Johann Selewa: Stanley-Reisner rings of abstract simplicial complexes
Tid: Fr 2019-10-04 kl 13.00 - 14.00
Plats: Sal 306, hus 6, Kräftriket
Föreläsare: Johann Selewa
Let G be a graph on a finite vertex set, and let R be the polynomial ring (over the complex numbers) whose variables are indexed by the vertices of G. To G we associate its Stanley-Reisner I ideal generated by the monomials corresponding to edges *not* in G. The quotient M = R/I is called the Stanley-Reisner ring of G, and is a module over R. Its homological properties give information about G. It is for example known that the (multi-graded) Hilbert-Poincaré series HS(M) of M is a rational function whose denominator encodes the minimal free resolution and Betti numbers of M. These in turn shed homological light on the a priori completely combinatorial description of G.
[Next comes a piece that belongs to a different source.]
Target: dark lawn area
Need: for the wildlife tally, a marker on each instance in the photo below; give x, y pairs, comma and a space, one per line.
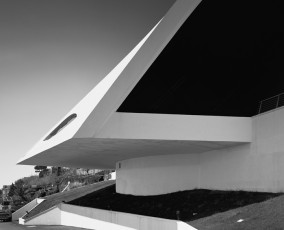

In this talk we will study HS(M) by defining an action of the automorphism group aut(G) of G. This action lets us study the symmetries of G in terms of homology, which is susceptible to computations. By replacing G with any finite abstract simplicial complex we deepen the study of graph symmetries. Abstract simplicial complexes are generalisations of graphs, and there are natural such complexes associated to graphs which unveil more complicated symmetries.